En español | People have a love-hate relationship with taxes. OK, it's mostly hate. And one of the things people — in this case, mostly retirees — really hate is taking required minimum distributions (RMDs) from their retirement savings accounts.
Why the hate? “They don’t want to be forced to take money out of their IRAs when they don’t need it,” IRA expert Ed Slott says. “They think, ‘I earned this money, and I want to use it when I want to use it.’ ” Even worse, RMDs are treated as taxable income, which can move them into a higher tax bracket. “It makes them extra-double angry,” Slott says.
The IRS feels differently. Though making pretax contributions to a tax-deferred retirement account such as a traditional IRA or 401(k) is a great way to build a nest egg, you can’t defer taxes forever. When you do finally start taking RMDs, Uncle Sam will finally start collecting federal income taxes on your withdrawals.

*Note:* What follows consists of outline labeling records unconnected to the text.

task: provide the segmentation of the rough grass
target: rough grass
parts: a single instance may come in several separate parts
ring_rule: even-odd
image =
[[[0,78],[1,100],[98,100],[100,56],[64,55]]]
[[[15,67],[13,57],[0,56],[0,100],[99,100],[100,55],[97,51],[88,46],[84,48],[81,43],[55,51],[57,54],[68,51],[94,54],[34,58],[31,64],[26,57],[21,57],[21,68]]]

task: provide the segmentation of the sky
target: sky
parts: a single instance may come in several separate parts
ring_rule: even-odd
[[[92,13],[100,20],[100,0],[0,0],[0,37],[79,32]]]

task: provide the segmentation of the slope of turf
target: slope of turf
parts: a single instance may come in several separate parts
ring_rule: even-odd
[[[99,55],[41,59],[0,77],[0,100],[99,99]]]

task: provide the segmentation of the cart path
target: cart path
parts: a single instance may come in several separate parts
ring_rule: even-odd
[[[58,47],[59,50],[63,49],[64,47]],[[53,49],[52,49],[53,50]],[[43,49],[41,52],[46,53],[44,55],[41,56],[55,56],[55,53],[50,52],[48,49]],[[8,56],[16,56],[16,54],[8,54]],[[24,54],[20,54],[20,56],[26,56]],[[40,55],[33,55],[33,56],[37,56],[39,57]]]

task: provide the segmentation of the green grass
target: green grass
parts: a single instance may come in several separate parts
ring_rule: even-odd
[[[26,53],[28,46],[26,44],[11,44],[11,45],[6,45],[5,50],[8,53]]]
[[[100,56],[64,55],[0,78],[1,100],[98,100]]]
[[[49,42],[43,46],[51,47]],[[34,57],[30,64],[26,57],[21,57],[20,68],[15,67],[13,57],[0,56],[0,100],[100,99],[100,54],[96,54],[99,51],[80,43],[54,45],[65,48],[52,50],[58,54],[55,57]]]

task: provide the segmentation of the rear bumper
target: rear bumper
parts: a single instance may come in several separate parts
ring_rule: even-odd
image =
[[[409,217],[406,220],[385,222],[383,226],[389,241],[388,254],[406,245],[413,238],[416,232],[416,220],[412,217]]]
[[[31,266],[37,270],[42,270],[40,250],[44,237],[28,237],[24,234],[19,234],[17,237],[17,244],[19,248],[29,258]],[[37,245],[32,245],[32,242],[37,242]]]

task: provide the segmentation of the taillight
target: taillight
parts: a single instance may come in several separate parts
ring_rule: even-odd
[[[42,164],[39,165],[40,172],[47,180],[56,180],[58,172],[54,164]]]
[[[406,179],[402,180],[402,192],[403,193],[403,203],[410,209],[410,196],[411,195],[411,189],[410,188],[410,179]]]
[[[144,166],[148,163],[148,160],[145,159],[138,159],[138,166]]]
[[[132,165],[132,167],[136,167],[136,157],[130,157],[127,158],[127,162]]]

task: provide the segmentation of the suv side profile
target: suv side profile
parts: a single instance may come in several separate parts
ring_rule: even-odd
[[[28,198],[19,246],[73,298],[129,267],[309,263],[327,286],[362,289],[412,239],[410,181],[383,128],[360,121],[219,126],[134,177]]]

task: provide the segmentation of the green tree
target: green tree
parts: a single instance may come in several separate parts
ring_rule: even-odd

New rules delay RMDs until age 73
Under current rules, you must take your first required minimum distribution by April 1 of the year after you turn 73. If you hit 73 on June 30, 2023, for example, you’re going to have to yank some cash out of your IRA by April 1, 2024.
The extended April 1 deadline only applies to your first RMD. All subsequent RMDs are due by Dec. 31 of each year for that year. Keep in mind that means you could take two distributions in the first year that your RMDs kick in — one on April 1 for the prior year and one on Dec. 31 of that same year.